Hacker News new | ask | show | jobs
by valw 1465 days ago
Btw, am I alone in thinking that DataFrame abstractions in OOP languages (like Pandas in Python) are oftentimes simply inferior to relational algebra? I'm not sure that many Data Scientists are aware of the expressive power of SQL.
4 comments

There are loads of things that are not possible or are very cumbersome to write in SQL, but that pandas and many other dataframe systems allow. Examples are dropping null values based on some threshold, one-hot encoding, covariance, and certain data cleaning operations. These are possible in SQL but very cumbersome to write. There are also things that are outright impossible in a relational database related to metadata manipulation.

SQL is super expressive, but I think pandas gets a bad rap. At it's core the data model and language can be more expressive than relational databases (see [1]).

I co-authored a paper that explained these differences with a theoretical foundation[1].

[1] https://arxiv.org/abs/2001.00888

Thanks for sharing this. I believe we essentially agree: chaining method calls is inexpressive compared to composing expressions in an algebraic language.
I'm not defending Pandas but just want to point out that the inability to conveniently compose expressions is one of the biggest problems with SQL, since it was designed to be written as a sort of pseudo-English natural language, in an era when people imagined that it would be used by non-programmers. To be clear, that's a problem with SQL, not with the idea of a language based on relational algebra. There are various attempts to create SQL-alternatives which behave like real programming languages in terms of e.g. composability. This blog post makes the point better than I can:

https://opensource.googleblog.com/2021/04/logica-organizing-...

I absolutely agree - one of the biggest shortcomings of SQL is that its primary programming interface is based on text and intended for human, instead of being based on data structures and intended for programs.
SQL does not exactly implement relational algebra in its pure form.

SQL implements a kind of set theory with relational elements and a bunch of practical features like pivots, window functions etc.

Pandas does the same. Most data frame libraries like dplyr etc. implement a common set of useful constructs. There’s not much difference in expressiveness. LINQ Is another language around manipulating sets that was designed with the help of category theory, and it arrives at the same constructs.

However SQL is declarative, which provides a path for query optimizers to parse and create optimized plans. Whereas with chained methods, unless one implements lazy evaluation one misses out on look aheads and opportunities to do rewrites.

> There’s not much difference in expressiveness

> However SQL is declarative

Pick one :) the way I see it, if declarativeness is not a factor in assessing expressiveness, then expressiveness reduces to the uninteresting notion of Turing-equivalence.

Expressiveness and declarativeness are different things, no?

Are you talking about aesthetics?
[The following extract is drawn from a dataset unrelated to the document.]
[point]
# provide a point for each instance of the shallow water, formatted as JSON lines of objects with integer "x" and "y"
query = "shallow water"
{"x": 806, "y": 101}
I’ve used SQL for 20 years and it’s elegant in parts but it also has warts. I talk about this elsewhere but SQL gets repetitive and requires multi layer CTEs to express certain simple aggregations.

Agree. I've completed data pipelines for several projects and have found that the cleanest, and often fastest solution is to use SQL to structure the data as needed. This is anecdotal and I'm not an expert with SQL, but I haven't come across a situation where R or Pandas dataframes worked better than a well written query for data manipulation. This has the benefit of simplifying collaboration across teams because within my company not everyone uses the same toolset for analysis, but we all have access to the same database. Other tools are better suited to analysis or expansion of the data with input from other sources, but within our own data SQL wins.
Often -- yes. Always -- no.

For example let's try changing/fixing sampling rate of a dataset (.resample() in Pandas).

Or something like .cumsum() -- easy with SQL windowing functions, but man they are cumbersome.

Or quickly store the result in .parquet.

But all the above doesn't matter, because I feel like 99% of Pandas work involves quickly drawing charts on the data look at it or show to teammates.